Re: [Cbor] 🔔 WGLC on draft-ietf-cbor-7049bis-09

Carsten Bormann <cabo@tzi.org> Wed, 15 January 2020 15:36 UTC

Content-Type: text/plain; charset="utf-8"
Mime-Version: 1.0 (Mac OS X Mail 13.0 \(3608.40.2.2.4\))
From: Carsten Bormann <cabo@tzi.org>
In-Reply-To: <CANh-dXnPRd7w_z2LA0gYD0GHVbmych4BGA5_-vmJz+Zn1qBh_w@mail.gmail.com>
Date: Wed, 15 Jan 2020 16:36:13 +0100
Cc: Francesca Palombini <francesca.palombini=40ericsson.com@dmarc.ietf.org>, "cbor@ietf.org" <cbor@ietf.org>, "draft-ietf-cbor-7049bis@ietf.org" <draft-ietf-cbor-7049bis@ietf.org>, "cbor-chairs@ietf.org" <cbor-chairs@ietf.org>
Content-Transfer-Encoding: quoted-printable
Message-Id: <3050C0BF-2B1A-4396-ADED-AD5ED4C6EC60@tzi.org>
References: <293AFF31-D0EF-45D6-9B9D-E8136481C404@ericsson.com> <CANh-dXnPRd7w_z2LA0gYD0GHVbmych4BGA5_-vmJz+Zn1qBh_w@mail.gmail.com>
To: Jeffrey Yasskin <jyasskin@chromium.org>
Archived-At: <https://mailarchive.ietf.org/arch/msg/cbor/cd1iixDnE0y40gmhtgOFYOjZjFc>
Subject: Re: [Cbor] 🔔 WGLC on draft-ietf-cbor-7049bis-09
Precedence: list

Hi Jeffrey,

Beyond the one comment that I singled out on 3.4.4, here are my responses/proposals:

> 1.  Introduction
> 	• "The format defined here follows some specific design goals that are not well met by current formats." <- "Follows" doesn't really work. Maybe "pursues"? "Satisfies"?

"Pursues", I’d say.

> 	• "It is important to note that this is not a proposal that the grammar in RFC 8259 be extended in general, since doing so would cause a significant backwards incompatibility with already deployed JSON documents." <- This is probably not necessary anymore.
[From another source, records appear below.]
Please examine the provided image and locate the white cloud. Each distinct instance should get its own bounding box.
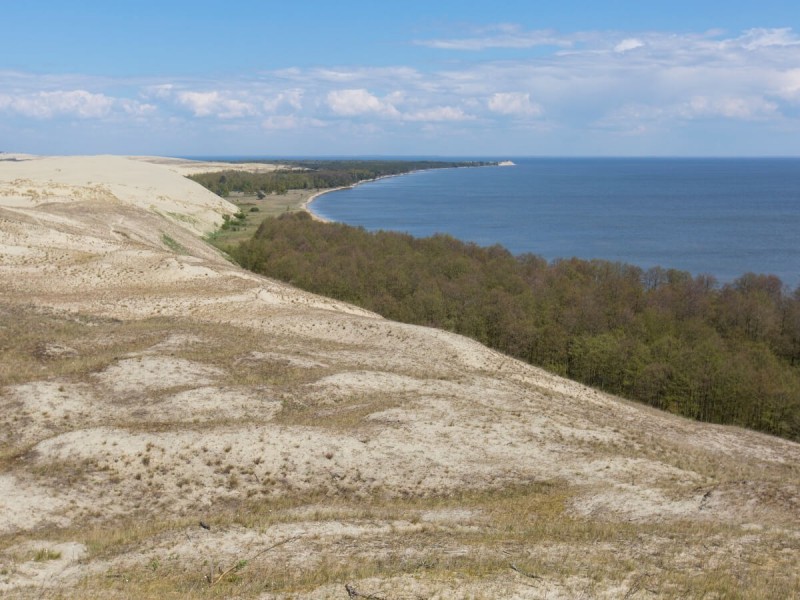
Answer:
[262,89,304,112]
[176,91,257,119]
[2,90,115,119]
[327,89,400,117]
[0,90,157,120]
[614,38,644,54]
[261,115,326,130]
[675,96,778,120]
[487,92,543,117]
[415,24,573,50]
[733,27,800,50]
[403,106,475,122]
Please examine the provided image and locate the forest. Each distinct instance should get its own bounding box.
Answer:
[189,160,494,198]
[230,211,800,441]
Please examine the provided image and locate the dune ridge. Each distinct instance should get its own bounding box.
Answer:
[0,156,800,598]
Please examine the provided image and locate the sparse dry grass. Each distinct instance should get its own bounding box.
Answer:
[0,159,800,600]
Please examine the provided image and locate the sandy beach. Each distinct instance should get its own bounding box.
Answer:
[0,156,800,599]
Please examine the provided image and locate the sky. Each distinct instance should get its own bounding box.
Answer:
[0,0,800,158]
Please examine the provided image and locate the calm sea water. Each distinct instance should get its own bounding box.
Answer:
[311,158,800,288]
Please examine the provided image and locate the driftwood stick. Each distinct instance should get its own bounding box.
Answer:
[211,535,303,587]
[508,563,541,579]
[344,583,384,600]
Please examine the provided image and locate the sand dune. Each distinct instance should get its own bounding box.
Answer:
[0,156,800,598]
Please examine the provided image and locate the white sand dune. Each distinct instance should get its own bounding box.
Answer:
[0,156,800,598]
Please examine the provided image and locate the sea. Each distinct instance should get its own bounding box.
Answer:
[310,158,800,289]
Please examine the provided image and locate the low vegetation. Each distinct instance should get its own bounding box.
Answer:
[190,160,490,198]
[229,213,800,440]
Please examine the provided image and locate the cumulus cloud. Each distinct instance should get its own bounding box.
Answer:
[261,115,326,130]
[327,89,400,117]
[415,24,573,51]
[262,89,304,112]
[176,91,257,119]
[614,38,644,54]
[0,90,157,120]
[675,96,778,120]
[732,27,800,50]
[487,92,542,117]
[403,106,475,122]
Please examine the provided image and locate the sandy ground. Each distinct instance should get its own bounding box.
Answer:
[0,156,800,598]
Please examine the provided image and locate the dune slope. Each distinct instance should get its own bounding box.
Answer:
[0,157,800,598]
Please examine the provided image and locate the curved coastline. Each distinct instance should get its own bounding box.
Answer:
[300,160,504,223]
[300,167,424,223]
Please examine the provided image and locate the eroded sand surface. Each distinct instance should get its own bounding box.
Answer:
[0,157,800,598]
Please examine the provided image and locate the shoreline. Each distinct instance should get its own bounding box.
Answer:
[300,160,500,223]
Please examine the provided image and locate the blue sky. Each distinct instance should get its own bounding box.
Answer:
[0,0,800,157]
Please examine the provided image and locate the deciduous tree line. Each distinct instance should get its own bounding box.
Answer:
[230,213,800,440]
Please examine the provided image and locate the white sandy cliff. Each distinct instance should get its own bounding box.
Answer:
[0,155,800,599]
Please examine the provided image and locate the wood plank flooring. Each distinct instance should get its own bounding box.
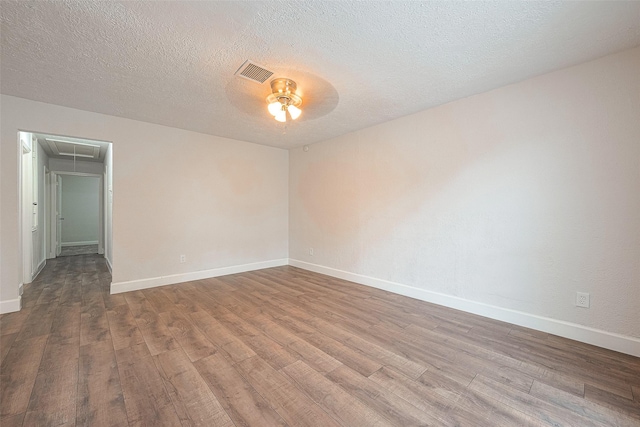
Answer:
[0,255,640,427]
It could be removed entirely or replaced with "This format is not an extension of the grammar in RFC 8259."

I like that.

> 3.1.  Major Types
> 	• In Table 1, can we spell out "Major Type" instead of "mt"?

We can, but that reduces space for the other columns; I’d rather fix the caption to repeat the text about mt and N above the table.

I took the liberty to add the equivalent table for indefinite length as table 2; please review.

> 3.4.  Tagging of Items
> 	• I'm not sure what "while retaining its structure" accomplishes here. Can we remove it?

(It really means: “without the need to change its structure”.)
This is a bit of a trap door thing: Once you understand the concept, this appears redundant.
But I’m also at a loss how to say this better, so I agree we should remove it.

> 	• "That is, a tag is a data item consisting of a tag number and an enclosed value. The content of the tag (the enclosed data item) is the data item (the value) that is being tagged." might be unnecessary. I think it's covered by the earlier text in this section. If it's still needed, it should probably move earlier to where we define tagged data. It doesn't fit next to the discussion of what it means to put a tag inside a tag.

Right, we should reverse the order.

> 	• "it can just jump over the initial bytes of the tag (that encode the tag number)" isn't quite right: it's not just skipping it, it's reporting both the tag number and value to the application. Maybe "Understanding the semantics of tags is optional for a decoder: it can present the tag number and content to the application without interpreting the tag as a whole."

I made this a bit more specific about “interpreting”.

> 3.4.1.  Date and Time
> 	• The next two sections seem like they should be subsections.

(This was already changed earlier.)

> 
> 3.4.3.  Epoch-based Date/Time
> 	• "An application that requires tag number 1 support may restrict" has a lowercase MAY, which has an ambiguous effect after RFC 8174. Do we want MAY or can?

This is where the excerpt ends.